いえ、体重が元通りになるだけなら、まだいいのかもしれません。糖質は、タンパク質と同様に筋肉を作るのに不可欠な栄養素。ボディービルダーなど美しい筋肉をつけることを目的にトレーニングをしている人は、必ず糖質を食事で取り入れているほどです。糖質制限で糖質をカットしたために筋肉量が減ってしまい、体重は元通りでも、体脂肪率は上がってしまう。つまり、糖質制限を始める前よりも“太って”しまうケースがほとんどなのです。最近では体重の増減は寿命に悪影響があるという報告も多くなされています。
「私は糖質制限をずっと続けられる」という人もいるかもしれません。それでも、私は過度な糖質制限には反対です。長期的に見て糖質制限が体に良いという報告より、むしろ、その逆が多いからです。

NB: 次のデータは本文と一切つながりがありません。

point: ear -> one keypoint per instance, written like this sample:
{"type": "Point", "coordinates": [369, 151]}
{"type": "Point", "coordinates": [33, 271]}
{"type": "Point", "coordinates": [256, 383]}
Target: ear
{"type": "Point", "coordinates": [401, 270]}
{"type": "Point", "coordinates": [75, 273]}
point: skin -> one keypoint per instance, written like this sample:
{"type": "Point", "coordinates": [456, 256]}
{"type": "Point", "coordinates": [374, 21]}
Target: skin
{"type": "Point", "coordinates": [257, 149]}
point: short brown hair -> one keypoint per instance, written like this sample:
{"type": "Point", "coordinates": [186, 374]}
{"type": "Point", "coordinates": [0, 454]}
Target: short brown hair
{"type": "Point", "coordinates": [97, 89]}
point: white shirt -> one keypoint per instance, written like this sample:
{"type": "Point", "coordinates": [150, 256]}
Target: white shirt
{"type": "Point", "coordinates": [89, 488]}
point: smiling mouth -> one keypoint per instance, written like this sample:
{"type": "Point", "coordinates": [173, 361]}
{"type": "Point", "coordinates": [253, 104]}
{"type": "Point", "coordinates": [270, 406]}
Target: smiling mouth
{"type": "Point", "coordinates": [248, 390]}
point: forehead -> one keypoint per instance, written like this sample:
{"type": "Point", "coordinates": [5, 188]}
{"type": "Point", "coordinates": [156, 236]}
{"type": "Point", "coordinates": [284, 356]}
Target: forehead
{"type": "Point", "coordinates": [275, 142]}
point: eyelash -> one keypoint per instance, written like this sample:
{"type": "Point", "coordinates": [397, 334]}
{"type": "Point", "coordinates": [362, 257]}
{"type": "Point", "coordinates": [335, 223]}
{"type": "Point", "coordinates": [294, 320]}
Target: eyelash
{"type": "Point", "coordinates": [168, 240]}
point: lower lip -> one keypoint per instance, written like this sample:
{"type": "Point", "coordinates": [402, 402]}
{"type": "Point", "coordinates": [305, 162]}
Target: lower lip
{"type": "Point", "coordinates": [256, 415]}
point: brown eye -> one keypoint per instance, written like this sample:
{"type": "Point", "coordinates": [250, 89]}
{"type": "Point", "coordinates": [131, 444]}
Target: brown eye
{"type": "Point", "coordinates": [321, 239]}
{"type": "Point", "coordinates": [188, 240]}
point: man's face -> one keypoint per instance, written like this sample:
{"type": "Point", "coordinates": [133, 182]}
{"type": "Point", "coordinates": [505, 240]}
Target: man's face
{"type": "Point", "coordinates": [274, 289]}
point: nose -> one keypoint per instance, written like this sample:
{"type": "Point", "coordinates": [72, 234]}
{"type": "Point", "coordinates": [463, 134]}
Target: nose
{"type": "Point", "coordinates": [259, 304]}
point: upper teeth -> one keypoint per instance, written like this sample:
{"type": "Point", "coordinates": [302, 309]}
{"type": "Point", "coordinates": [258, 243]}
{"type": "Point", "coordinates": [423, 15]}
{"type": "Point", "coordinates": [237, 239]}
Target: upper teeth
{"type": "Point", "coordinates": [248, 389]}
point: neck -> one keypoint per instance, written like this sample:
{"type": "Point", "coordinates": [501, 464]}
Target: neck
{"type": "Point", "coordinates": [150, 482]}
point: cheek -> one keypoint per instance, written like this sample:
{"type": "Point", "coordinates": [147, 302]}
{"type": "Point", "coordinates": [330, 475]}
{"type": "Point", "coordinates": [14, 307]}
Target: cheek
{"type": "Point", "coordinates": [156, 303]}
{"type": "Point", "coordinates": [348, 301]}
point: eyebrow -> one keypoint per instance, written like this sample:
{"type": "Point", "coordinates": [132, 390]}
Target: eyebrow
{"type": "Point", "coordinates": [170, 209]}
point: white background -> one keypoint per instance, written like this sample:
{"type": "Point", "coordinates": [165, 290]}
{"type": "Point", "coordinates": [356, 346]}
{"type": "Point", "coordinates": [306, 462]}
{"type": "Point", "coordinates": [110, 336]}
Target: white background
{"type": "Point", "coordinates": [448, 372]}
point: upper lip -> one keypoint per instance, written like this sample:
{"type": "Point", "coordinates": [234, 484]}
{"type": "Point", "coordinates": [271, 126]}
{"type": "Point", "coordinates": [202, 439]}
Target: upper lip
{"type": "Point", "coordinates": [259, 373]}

米国で行われた糖質制限に関する複数の研究をまとめた結果によると、45~64歳の成人を25年間追跡調査したところ、糖質の摂取の割合50~55%が最も長生き、40%未満で死亡率1・2倍、70%超で1・23倍というものでした。糖質は少なすぎても駄目、多すぎても駄目、ほどほどに取らなければならないということ。別の研究で、糖質制限が心臓病を増やすという結果も出ています。